2.3 Pengembangam Hipotesa
Hipotesa dari penelitian yang akan dilakukan berdasarkan permasalahan dan
tujuan yang ingin dicapai diuraikan sebagai berikut.:
2.3.1 Pelayanan Aparat Pajak terhadap Kepatuhan Wajib Pajak
Menurut Siregar et al. (2012:7) dalam Sari (2017 ) menyatakan pelayanan
fiskus adalah pemberian layanan (melayani) keperluan orang atau masyarakat yang
mempunyai kepentingan pada organisasi itu sesuai dengan aturan pokok dan tata cara
yang telah ditetapkan. Berdasarkan teori pembelajaran sosial, perilaku manusia muncul
sebagai hasil pengamatan dan pengalaman. Wajib pajak akan memenuhi kewajiban
perpajakannya apabila melalui pengalaman dan pengamatannya untuk memenuhi
kewajiban perpajakan sangat mudah untuk dilakukan, wajib pajak dilayani oleh fiskus
yang baik dan berkualitas. Hasil pengalaman dan pengamatan ini akan disimpan dalam
ingatan wajib pajak dan kemudian diwujudkan dalam perilaku kepatuhan pajak.
Berdasarkan uraian di atas dapat disimpulkan bahwa pelayanan aparat yang
memuaskan akan membuat wajib pajak mewujudkan perilaku kepatuhan pajak.
Penelitian terdahulu yaitu (Rachmania, Siti Astuti, dan Nayati Utami 2016) dan
Septarini (2015) atas hubungan antara pelayanan aparat pajak dan kepatuhan pajak
menemukan hasil yang positif sesuai dengan teori pembelajaran social Berdasarkan
uraian tersebut maka dapat disusun hipotesis sebagai berikut:
39
H1: Pelayanan Aparat Pajak berpengaruh positif terhadap Kepatuhan Wajib
Pajak.
2.3.2 Keadilan Aparat Pajak terhadap Kepatuhan Wajib Pajak
Keadilan aparat pajak yaitu keadilan yang diterima oleh wajib pajak mulai dari
informasi yang diterima apakah otoritas perpajakan memberikan informasi secara
merata dan dilihat juga dari apakah otoritas pajak sudah menggunakan informasi yang
valid dalam mengambil keputusan (Zelmiyanti, 2017). Menurut Suparman (2007)
dalam Asbar (2014) suatu sistem perpajakan dikatakan adil jika sistem itu secara tegas
mengatur bahwa pajak dikenakan atas seluruh tambahan kemampuan ekonomi
berdasarkan satu macam struktur tarif pajak yang progresif bagi semua wajib pajak.

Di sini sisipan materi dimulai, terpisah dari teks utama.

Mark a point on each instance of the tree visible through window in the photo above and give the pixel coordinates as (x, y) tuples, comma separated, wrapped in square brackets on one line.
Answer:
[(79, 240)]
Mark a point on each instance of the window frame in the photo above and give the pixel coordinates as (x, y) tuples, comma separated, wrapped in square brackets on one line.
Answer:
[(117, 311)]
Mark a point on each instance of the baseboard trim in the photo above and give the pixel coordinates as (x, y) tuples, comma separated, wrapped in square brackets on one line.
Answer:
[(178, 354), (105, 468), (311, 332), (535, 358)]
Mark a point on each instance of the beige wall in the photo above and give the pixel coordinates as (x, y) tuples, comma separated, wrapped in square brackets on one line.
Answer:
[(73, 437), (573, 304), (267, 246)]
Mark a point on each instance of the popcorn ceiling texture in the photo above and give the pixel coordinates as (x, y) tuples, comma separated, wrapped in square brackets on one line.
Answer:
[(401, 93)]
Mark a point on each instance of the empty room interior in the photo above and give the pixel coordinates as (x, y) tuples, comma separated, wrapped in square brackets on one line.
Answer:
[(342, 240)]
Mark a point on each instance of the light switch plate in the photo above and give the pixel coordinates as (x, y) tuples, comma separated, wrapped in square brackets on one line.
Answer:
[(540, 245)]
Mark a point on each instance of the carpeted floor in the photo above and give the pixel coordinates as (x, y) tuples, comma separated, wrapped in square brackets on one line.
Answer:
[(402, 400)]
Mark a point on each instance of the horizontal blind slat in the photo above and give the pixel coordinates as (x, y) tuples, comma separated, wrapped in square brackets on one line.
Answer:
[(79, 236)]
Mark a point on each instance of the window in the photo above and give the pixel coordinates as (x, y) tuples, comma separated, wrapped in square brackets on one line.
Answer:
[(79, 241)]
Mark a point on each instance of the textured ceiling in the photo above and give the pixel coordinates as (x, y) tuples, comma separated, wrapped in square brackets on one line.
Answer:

Berdasarkan teori pembelajaran sosial yang mengatakan bahwa perilaku
manusia muncul sebagai hasil pengamatan dan pengalaman dimana pada teori ini
mengasumsikan bahwa perilaku manusia adalah sebuah fungsi dari konsekuensi dan
mengakui adanya pembelajaran melalui pengamatan. Teori ini menjelaskan hubungan
antara keadilan aparat pajak terhadap kepatuhan pajak dimana ketika dalam
pengalaman dan pengamatannya wajib pajak merasa bahwa telah diperlakukan secara
adil oleh aparat pajak yaitu di perlakukan sesuai dengan undang-undang yang berlaku,
aparat pajak melaksanakan peraturan kemudian hal tersebut akan disimpan dalam
memori dan di wujudkan dalam perilaku kepatuhan pajak.
Selain teori pembelajaran sosial, teori heuristik keadilan juga menjelaskan
pengaruh keadilan aparat pajak terhadap kepatuhan pajak. Teori heuristik keadilan
40
menjelaskan bahwa kesadaran individu akan adanya dilema sosial yang ada didasari
dengan lingkungan sosial dan hubungan sosial didalamnya. Dalam hal ini masyarakat
mengalami dilema apakah otoritas pajak dapat dipercaya atau tidak. Wajib pajak akan
taat membayar pajak jika memandang pihak yang berwenang (Otoritas Pajak)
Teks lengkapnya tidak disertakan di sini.